The Mudcat Café TM
Thread #127524   Message #3652127
Posted By: Jim Carroll
19-Aug-14 - 01:38 PM
Thread Name: Origins: Who wrote The Night Visiting Song
Subject: RE: Origins: Who wrote The Night Visiting Song
"but I still don't agree that this was the case in 19th century southern England"
We simply don't know Steve - we have a tip-of-the iceberg guide to what made up the repertoire of the rural communities from 1899 onward, and what was documented went through the filters of gentlemen and lady collectors who had a very fixed idea of what they were looking for - the established folk song repertoire.
At the turn of the century the oral tradition was very much on the skids and collectors like Sharp were describing to as a thing of the past.
Burstow was never interviewed to any length abort the role of his songs and whether he lumped them all together; by the time Arthur Howard came along the singing tradition was a dim and distant memory with the exception of some small survivals.

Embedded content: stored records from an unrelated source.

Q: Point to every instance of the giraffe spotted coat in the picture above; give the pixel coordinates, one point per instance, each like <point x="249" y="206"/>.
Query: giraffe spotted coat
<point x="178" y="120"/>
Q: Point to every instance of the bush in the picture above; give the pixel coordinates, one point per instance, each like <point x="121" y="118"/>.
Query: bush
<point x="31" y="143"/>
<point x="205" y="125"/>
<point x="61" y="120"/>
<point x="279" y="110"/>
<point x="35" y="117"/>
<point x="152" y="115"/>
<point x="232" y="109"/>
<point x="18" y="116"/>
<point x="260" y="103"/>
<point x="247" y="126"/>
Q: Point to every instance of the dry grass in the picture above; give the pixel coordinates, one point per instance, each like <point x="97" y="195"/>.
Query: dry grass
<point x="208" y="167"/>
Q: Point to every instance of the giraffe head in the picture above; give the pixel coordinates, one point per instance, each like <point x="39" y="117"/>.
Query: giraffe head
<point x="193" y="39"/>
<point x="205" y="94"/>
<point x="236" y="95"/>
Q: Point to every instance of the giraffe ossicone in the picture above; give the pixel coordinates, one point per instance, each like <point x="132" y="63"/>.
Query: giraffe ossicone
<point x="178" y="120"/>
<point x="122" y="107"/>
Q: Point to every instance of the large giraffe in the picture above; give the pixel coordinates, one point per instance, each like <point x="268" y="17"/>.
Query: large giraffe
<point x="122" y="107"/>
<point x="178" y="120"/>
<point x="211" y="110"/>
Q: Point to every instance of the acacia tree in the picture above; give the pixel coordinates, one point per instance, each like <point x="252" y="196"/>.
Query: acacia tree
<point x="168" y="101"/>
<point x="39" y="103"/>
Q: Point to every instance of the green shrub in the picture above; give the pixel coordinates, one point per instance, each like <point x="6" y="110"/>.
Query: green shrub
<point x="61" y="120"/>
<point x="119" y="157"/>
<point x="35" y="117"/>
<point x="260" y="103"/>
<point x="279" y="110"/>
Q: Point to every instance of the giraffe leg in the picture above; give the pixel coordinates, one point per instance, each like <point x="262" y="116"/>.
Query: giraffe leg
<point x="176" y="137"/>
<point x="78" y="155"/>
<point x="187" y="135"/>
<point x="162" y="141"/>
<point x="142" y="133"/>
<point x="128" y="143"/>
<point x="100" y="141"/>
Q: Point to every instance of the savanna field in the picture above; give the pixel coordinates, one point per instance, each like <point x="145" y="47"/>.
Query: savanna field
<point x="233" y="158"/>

Walter Pardon had a wide range of songs - music hall, Victorian Parlor ballads, early pop songs - but he spoke for hours on which he regarded as which
Blind Traveller, Mary Delaney had somewhere between 1 and 2 hundred traditional songs in her repertoire which she could have doubled, but firmly refused to do so because "they're not what you are looking for" (we never specified - she did).
This was a continuous thread running through our work and depending on what value the singers put of their songs.
"This is just silly, Jim."
'Fraid not Steve
You can sometimes date a song by its subject matter and you can identify its possible origins by the style in which it was made, but finding the earliest printed version does nothing but - well,.... give an indication to the earliest printed version - no more.
We have no idea if most of the songs existed in oral form prior to those dates.